Reply To: Inflation in the EU, Austerity in Greece, and other Fed Miscellaney


The chart of monetary aggregates from the ECB shows that M1 growth rates were above 10 percent from 2003-2006 and then fell as the ECB tightened which triggered the financial crisis in Europe. The growth rate of M1 then increase from near zero in 2008 to nearly 15 percent in 2009 and then slowed until 2011. Since then it has increased from around 2 percent to around 8 percent in 2013 before falling again to around 5 percent currently.

The claim that this degree of monetary inflation was insufficient to revive the European economy should be given no more weight than Krugman’s similar claim about Fed inflation in the USA. Moreover, I don’t know exactly what your antagonist is referring to by “legal restraints” on the ECB, but in practice there are no actual “legal” restraints on government agencies since the government itself writes the law.
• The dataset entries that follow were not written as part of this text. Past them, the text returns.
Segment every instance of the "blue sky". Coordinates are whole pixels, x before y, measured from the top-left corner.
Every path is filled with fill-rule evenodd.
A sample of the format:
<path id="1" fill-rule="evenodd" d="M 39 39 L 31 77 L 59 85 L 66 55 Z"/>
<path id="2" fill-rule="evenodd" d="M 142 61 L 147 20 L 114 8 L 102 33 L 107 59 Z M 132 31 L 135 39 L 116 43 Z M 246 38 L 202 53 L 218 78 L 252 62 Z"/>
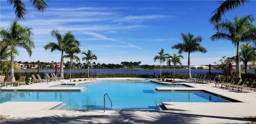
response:
<path id="1" fill-rule="evenodd" d="M 201 45 L 208 51 L 192 53 L 191 65 L 214 64 L 222 56 L 236 55 L 236 47 L 230 41 L 210 39 L 216 32 L 208 21 L 220 5 L 216 1 L 51 0 L 46 1 L 49 8 L 44 13 L 35 11 L 29 1 L 24 2 L 27 15 L 18 23 L 33 28 L 35 47 L 31 57 L 24 49 L 18 48 L 14 59 L 17 61 L 60 62 L 60 51 L 43 49 L 49 42 L 56 43 L 50 35 L 54 28 L 61 32 L 71 31 L 81 42 L 82 51 L 89 49 L 96 55 L 97 61 L 93 61 L 96 63 L 140 61 L 142 65 L 160 65 L 159 61 L 154 62 L 154 57 L 161 48 L 165 53 L 177 53 L 171 47 L 183 42 L 181 32 L 202 36 L 204 40 Z M 14 10 L 5 0 L 0 4 L 0 25 L 6 28 L 15 19 Z M 224 18 L 233 20 L 235 15 L 256 16 L 255 10 L 256 1 L 251 0 L 226 12 Z M 187 65 L 188 54 L 182 54 L 182 65 Z"/>

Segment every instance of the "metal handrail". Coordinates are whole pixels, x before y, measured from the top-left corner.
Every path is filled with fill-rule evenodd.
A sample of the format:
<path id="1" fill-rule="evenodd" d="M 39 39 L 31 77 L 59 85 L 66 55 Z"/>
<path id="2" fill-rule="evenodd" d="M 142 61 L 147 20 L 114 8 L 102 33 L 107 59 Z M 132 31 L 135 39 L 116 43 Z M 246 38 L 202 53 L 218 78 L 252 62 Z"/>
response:
<path id="1" fill-rule="evenodd" d="M 105 96 L 106 96 L 106 95 L 107 95 L 107 96 L 108 96 L 108 99 L 110 101 L 110 102 L 111 102 L 111 107 L 112 107 L 112 101 L 111 101 L 110 98 L 109 98 L 109 96 L 108 96 L 108 94 L 106 93 L 104 94 L 104 108 L 103 110 L 104 111 L 104 112 L 105 112 Z"/>
<path id="2" fill-rule="evenodd" d="M 64 84 L 65 84 L 66 85 L 68 85 L 68 87 L 69 87 L 69 85 L 68 84 L 67 84 L 66 83 L 65 83 L 64 82 L 62 82 L 62 81 L 60 81 L 59 80 L 57 79 L 56 80 L 58 81 L 60 81 L 60 82 L 61 82 L 61 83 L 64 83 Z"/>

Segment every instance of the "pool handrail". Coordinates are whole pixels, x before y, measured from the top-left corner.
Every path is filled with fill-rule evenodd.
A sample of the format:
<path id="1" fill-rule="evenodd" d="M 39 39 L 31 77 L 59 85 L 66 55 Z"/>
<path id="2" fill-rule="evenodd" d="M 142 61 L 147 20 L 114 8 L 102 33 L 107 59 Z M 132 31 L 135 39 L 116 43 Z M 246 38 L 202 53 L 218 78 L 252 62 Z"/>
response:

If he’s just referring to the mandate to keep price inflation near the target of 2 percent, then he is mistaken. This is no more a constraint on the ECB than the same mandate is a constraint on the Fed.
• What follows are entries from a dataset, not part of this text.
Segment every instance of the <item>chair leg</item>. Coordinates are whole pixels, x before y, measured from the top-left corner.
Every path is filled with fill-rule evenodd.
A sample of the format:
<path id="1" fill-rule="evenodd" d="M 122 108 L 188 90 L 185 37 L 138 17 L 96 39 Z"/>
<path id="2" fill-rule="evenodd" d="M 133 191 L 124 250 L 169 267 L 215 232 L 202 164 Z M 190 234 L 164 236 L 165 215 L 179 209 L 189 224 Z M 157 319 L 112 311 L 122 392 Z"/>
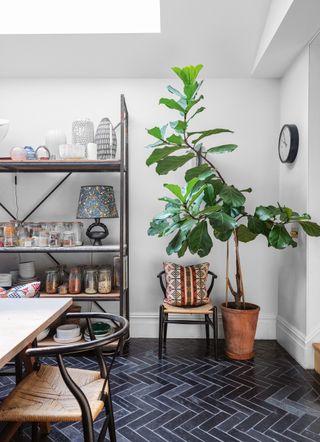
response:
<path id="1" fill-rule="evenodd" d="M 167 321 L 168 320 L 168 314 L 164 314 L 164 319 Z M 168 323 L 165 322 L 164 323 L 164 336 L 163 336 L 163 346 L 164 348 L 166 348 L 167 346 L 167 334 L 168 334 Z"/>
<path id="2" fill-rule="evenodd" d="M 162 359 L 162 339 L 163 339 L 163 305 L 159 309 L 159 359 Z"/>
<path id="3" fill-rule="evenodd" d="M 109 413 L 109 436 L 110 436 L 110 442 L 116 442 L 117 436 L 116 436 L 116 427 L 114 424 L 114 416 L 113 416 L 113 407 L 112 407 L 112 399 L 111 399 L 111 391 L 110 391 L 110 385 L 109 385 L 109 393 L 108 393 L 108 413 Z"/>
<path id="4" fill-rule="evenodd" d="M 207 348 L 209 348 L 210 346 L 210 340 L 209 340 L 209 322 L 208 322 L 208 316 L 209 315 L 205 315 L 204 319 L 206 321 L 206 342 L 207 342 Z"/>
<path id="5" fill-rule="evenodd" d="M 218 310 L 217 307 L 213 307 L 213 339 L 214 339 L 214 357 L 215 359 L 218 359 Z"/>

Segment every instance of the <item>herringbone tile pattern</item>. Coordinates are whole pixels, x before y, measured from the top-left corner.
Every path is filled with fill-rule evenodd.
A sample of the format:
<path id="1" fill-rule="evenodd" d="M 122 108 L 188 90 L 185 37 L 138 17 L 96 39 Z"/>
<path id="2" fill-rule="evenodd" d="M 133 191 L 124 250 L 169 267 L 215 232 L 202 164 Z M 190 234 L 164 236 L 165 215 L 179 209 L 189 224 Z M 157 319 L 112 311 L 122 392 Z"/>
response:
<path id="1" fill-rule="evenodd" d="M 254 361 L 215 361 L 201 340 L 169 340 L 159 361 L 156 340 L 132 340 L 112 373 L 118 441 L 320 442 L 320 378 L 273 341 L 256 348 Z M 90 358 L 69 364 L 95 368 Z M 0 396 L 12 386 L 0 378 Z M 47 440 L 82 441 L 81 425 L 54 425 Z"/>

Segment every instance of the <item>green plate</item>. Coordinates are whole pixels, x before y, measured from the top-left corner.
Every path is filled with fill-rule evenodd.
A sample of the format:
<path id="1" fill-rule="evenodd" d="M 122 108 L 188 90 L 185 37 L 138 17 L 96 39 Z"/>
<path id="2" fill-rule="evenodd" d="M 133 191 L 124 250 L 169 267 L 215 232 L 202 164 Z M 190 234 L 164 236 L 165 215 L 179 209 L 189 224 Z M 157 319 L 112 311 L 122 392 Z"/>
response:
<path id="1" fill-rule="evenodd" d="M 95 335 L 103 335 L 111 329 L 111 325 L 106 322 L 94 322 L 92 324 L 92 329 Z"/>

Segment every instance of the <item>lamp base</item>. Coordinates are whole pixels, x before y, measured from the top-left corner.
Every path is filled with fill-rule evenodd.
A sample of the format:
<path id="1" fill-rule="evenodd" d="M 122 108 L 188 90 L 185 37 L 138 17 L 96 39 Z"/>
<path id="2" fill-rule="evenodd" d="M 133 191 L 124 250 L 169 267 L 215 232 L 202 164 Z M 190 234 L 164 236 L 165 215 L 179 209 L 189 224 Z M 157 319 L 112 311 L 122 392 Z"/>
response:
<path id="1" fill-rule="evenodd" d="M 93 230 L 96 227 L 102 228 L 102 230 Z M 93 240 L 94 246 L 102 246 L 101 241 L 109 235 L 109 231 L 107 226 L 100 222 L 100 218 L 95 218 L 95 222 L 87 228 L 86 235 Z"/>

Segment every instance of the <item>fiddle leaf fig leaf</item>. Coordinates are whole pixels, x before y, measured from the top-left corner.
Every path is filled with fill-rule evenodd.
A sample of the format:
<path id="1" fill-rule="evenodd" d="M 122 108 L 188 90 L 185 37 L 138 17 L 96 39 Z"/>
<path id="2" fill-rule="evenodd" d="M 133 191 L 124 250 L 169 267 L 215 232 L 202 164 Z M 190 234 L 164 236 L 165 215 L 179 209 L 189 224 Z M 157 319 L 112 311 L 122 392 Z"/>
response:
<path id="1" fill-rule="evenodd" d="M 194 118 L 197 114 L 200 114 L 201 112 L 203 112 L 206 108 L 204 106 L 199 107 L 192 115 L 191 117 L 188 118 L 188 122 L 190 120 L 192 120 L 192 118 Z"/>
<path id="2" fill-rule="evenodd" d="M 169 109 L 175 109 L 181 113 L 184 113 L 184 108 L 181 106 L 181 104 L 179 104 L 176 100 L 173 100 L 172 98 L 160 98 L 159 104 L 164 104 Z"/>
<path id="3" fill-rule="evenodd" d="M 184 232 L 179 230 L 167 246 L 166 250 L 167 250 L 168 255 L 172 255 L 172 253 L 177 253 L 181 249 L 182 244 L 184 243 L 185 239 L 186 239 L 186 236 L 185 236 Z"/>
<path id="4" fill-rule="evenodd" d="M 250 242 L 256 239 L 257 234 L 251 232 L 244 224 L 241 224 L 237 229 L 237 236 L 241 242 Z"/>
<path id="5" fill-rule="evenodd" d="M 174 87 L 172 87 L 172 86 L 167 86 L 167 89 L 168 89 L 168 91 L 171 93 L 171 94 L 175 94 L 175 95 L 177 95 L 178 97 L 180 97 L 180 98 L 184 98 L 184 95 L 180 92 L 180 91 L 178 91 L 178 89 L 176 89 L 176 88 L 174 88 Z"/>
<path id="6" fill-rule="evenodd" d="M 221 233 L 232 231 L 237 227 L 237 221 L 225 212 L 212 213 L 209 221 L 212 228 Z"/>
<path id="7" fill-rule="evenodd" d="M 219 195 L 225 204 L 233 207 L 243 206 L 246 200 L 240 190 L 236 189 L 234 186 L 228 186 L 227 184 L 223 185 Z"/>
<path id="8" fill-rule="evenodd" d="M 309 236 L 320 236 L 320 226 L 311 221 L 299 221 L 300 226 Z"/>
<path id="9" fill-rule="evenodd" d="M 210 130 L 201 130 L 201 131 L 197 131 L 197 132 L 188 132 L 188 136 L 201 134 L 198 138 L 196 138 L 194 141 L 192 141 L 193 144 L 197 144 L 203 138 L 210 137 L 211 135 L 226 133 L 226 132 L 233 133 L 233 131 L 229 130 L 229 129 L 210 129 Z"/>
<path id="10" fill-rule="evenodd" d="M 283 224 L 274 224 L 269 236 L 269 245 L 275 249 L 285 249 L 288 246 L 296 247 L 297 243 L 293 241 L 289 232 Z"/>
<path id="11" fill-rule="evenodd" d="M 192 254 L 197 253 L 200 257 L 207 256 L 212 248 L 212 239 L 208 234 L 206 221 L 201 221 L 191 231 L 188 237 L 189 250 Z"/>
<path id="12" fill-rule="evenodd" d="M 202 64 L 197 66 L 185 66 L 184 68 L 179 68 L 177 66 L 173 67 L 172 70 L 178 77 L 183 81 L 184 84 L 192 84 L 196 81 L 199 72 L 203 68 Z"/>
<path id="13" fill-rule="evenodd" d="M 186 171 L 185 179 L 186 181 L 190 181 L 193 178 L 197 177 L 199 180 L 206 179 L 209 176 L 214 175 L 214 172 L 207 163 L 201 164 L 201 166 L 192 167 Z"/>
<path id="14" fill-rule="evenodd" d="M 170 135 L 170 137 L 167 138 L 167 141 L 172 144 L 177 144 L 178 146 L 181 146 L 183 144 L 182 137 L 175 134 Z"/>
<path id="15" fill-rule="evenodd" d="M 153 219 L 150 222 L 150 227 L 148 229 L 148 235 L 149 236 L 163 236 L 164 231 L 167 229 L 167 227 L 169 226 L 169 223 L 167 220 L 158 220 L 158 219 Z"/>
<path id="16" fill-rule="evenodd" d="M 183 166 L 189 160 L 194 158 L 194 156 L 195 155 L 193 153 L 188 153 L 186 155 L 181 155 L 178 157 L 170 155 L 158 162 L 156 172 L 159 175 L 166 175 L 171 170 L 177 170 L 179 167 Z"/>
<path id="17" fill-rule="evenodd" d="M 171 126 L 172 129 L 174 129 L 176 132 L 184 133 L 184 131 L 185 131 L 186 128 L 187 128 L 187 122 L 186 122 L 186 121 L 182 121 L 182 120 L 171 121 L 171 122 L 170 122 L 170 126 Z"/>
<path id="18" fill-rule="evenodd" d="M 210 149 L 207 150 L 207 153 L 233 152 L 237 147 L 237 144 L 224 144 L 222 146 L 210 147 Z"/>
<path id="19" fill-rule="evenodd" d="M 177 150 L 182 149 L 181 146 L 165 146 L 162 148 L 156 148 L 149 155 L 146 161 L 147 166 L 151 166 L 151 164 L 157 163 L 162 158 L 167 157 L 168 155 L 176 152 Z"/>
<path id="20" fill-rule="evenodd" d="M 182 189 L 180 186 L 178 186 L 178 184 L 164 184 L 164 187 L 170 190 L 170 192 L 178 197 L 180 201 L 184 202 L 185 198 L 183 196 Z"/>
<path id="21" fill-rule="evenodd" d="M 255 216 L 261 221 L 267 221 L 275 216 L 272 206 L 264 207 L 259 206 L 256 208 Z"/>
In any case, neither did nearing the 2 percent target correlate with tightening of monetary policy nor lower than 2 percent correlate with expansionary monetary policy. As the growth rate of M1 slowed from 2006 to 2008, price inflation rose from 2 percent to 4 percent. Then as the growth rate of M1 rose from 2008 to 2009, price inflation fell from 4 percent to near zero. Then as the growth rate of M1 fell from 2009 to 2011, price inflation rose from near zero to 2.5 percent. Even though price inflation was already above its target of 2 percent in 2011, the ECB increased the growth rate of M1 from around 1 percent to 8 percent in the middle of 2013. Currently the rate of price inflation in the Euro is near zero percent. So, the ECB target is no barrier to further monetary inflation.

Here are statistics on Greece’s fiscal budget:

Take a look at the article by Selgin, Lapstrates, and White on the performance of the Fed:

The alleged improved performance of the Fed after WWII doesn’t include the recent housing boom and financial collapse. The excellent performance of the economy in the late 1940s and 1950s was caused more by the reconfiguration of capital investment and employment in the face of the giant rollback of the government from its wartime levels than to Fed policy. The great moderation from the mid-1980s to the mid-1990s was not caused by Fed policy at all, but instead was the result of the re-establishment of the dollar as a world reserve currency. Finally, the performance of the Fed is measured by reduced volatility of GDP. But chronic monetary inflation and credit expansion can lead to stagnation of GDP instead of volatility. This is what we’re experiencing currently with the Fed’s massive inflation of the monetary base during the downturn, which (contrary to your antagonist’s claim about what ABCT implies) is not starting another boom but adding to the uncertainty of the economic climate for investments in the future resulting in a dearth of investment today.